Сам факт появления такого сборника симптоматичен: идет медленная и дальняя пристрелка к «сухому закону», апробация вариантов и подходов. Скорее всего, эти предложения, при всей их разумности, не будут восприняты в правительстве: их «антиводочная» тенденциозность выглядит слишком очевидной, и авторам будет довольно-таки трудно отбиться от обвинений в лоббировании экономических интересов виноделов. Но проблема, по всему судя, не в этом. Даже если бы, сугубо гипотетически, водке была бы объявлена священная война - это было бы очень серьезное, драматическое, а может быть, и трагическое противостояние с отечественной интеллигенцией. Посерьезнее, чем в горбачевскую кампанию.

III.

И дело не только в том, что водка для русского человека будто бы сакральна, символична, мифологична и до последнего градуса набита квазикультурными смыслами. И даже не в водочных сверхприбылях, пусть об этом думают производители. Все гораздо хуже: образ алкоголизма как смертельно опасной болезни, как ситуации отчаяния, вытесняется из общественного сознания. Алкоголизм - это не очень страшно; вот наркотики, вот армия - это да. Часть общества, обладающая ресурсами влияния (медийным, экономическим, финансовым), предпочитает считать алкоголизм люмпенским пороком. На одном полюсе - социальная Хиросима, «слезы жен и матерей», мертвые, сломанные судьбы целых династий (алкоголик почти всегда ломает жизнь ближнему кругу), на другом - уже сформировавшаяся традиция «культурного потребления», то здоровое питие, от которого исходит на Руси настоящее веселие, и жертвовать воскресными радостями - ради кого, чего? Слишком много хороших ресторанов в Москве, слишком вкусна водка под шашлыки на свежеотстроенной даче. Слишком холодно зимой, в конце концов.

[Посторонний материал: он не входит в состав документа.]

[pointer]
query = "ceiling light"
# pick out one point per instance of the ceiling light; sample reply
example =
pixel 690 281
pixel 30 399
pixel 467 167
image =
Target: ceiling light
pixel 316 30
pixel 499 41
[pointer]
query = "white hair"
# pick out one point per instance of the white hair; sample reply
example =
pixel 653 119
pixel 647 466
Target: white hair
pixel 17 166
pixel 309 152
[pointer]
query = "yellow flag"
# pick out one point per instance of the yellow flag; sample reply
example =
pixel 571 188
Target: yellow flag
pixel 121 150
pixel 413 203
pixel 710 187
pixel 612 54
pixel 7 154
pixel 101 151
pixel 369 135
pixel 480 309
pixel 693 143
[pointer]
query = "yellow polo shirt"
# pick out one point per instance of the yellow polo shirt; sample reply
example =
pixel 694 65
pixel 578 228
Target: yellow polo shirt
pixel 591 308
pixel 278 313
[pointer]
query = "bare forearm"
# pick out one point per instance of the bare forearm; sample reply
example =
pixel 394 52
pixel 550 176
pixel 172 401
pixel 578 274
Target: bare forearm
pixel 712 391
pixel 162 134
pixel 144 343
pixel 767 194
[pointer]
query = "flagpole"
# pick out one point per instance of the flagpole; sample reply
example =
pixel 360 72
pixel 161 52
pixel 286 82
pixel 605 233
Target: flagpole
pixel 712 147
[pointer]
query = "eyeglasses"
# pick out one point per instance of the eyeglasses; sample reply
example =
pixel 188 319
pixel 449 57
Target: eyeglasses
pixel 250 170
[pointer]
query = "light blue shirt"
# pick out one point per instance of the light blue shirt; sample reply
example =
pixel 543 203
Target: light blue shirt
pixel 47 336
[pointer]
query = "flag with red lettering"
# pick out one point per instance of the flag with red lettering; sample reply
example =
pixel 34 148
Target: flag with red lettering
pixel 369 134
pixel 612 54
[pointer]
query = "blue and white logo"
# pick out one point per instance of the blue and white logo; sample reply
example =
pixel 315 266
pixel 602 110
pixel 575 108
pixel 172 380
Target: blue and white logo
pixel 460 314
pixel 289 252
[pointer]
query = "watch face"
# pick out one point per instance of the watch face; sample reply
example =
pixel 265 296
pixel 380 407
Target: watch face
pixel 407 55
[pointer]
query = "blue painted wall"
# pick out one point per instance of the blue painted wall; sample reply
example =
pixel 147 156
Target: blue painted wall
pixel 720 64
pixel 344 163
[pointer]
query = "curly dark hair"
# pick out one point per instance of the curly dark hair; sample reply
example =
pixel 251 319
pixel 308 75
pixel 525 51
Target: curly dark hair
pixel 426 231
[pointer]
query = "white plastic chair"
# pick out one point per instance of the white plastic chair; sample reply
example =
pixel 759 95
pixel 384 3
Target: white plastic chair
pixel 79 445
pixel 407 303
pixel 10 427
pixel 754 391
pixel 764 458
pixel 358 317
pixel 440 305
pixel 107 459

Социальное расслоение чувствуется и в отношении к порокам. К алкоголикам относятся еще брезгливо, но уже, в общем-то, толерантно. Родители боятся героина - уж лучше, конечно, водка (наркологи рассказывали про одну мамашу, которая ежедневно осматривала локтевые сгибы у ребенка и не замечала, что от инфанты попахивает пивом). Кроме того, коммерческая наркология не допустит потери клиентуры - вакансии персональных, домашних наркологов не должны пустовать.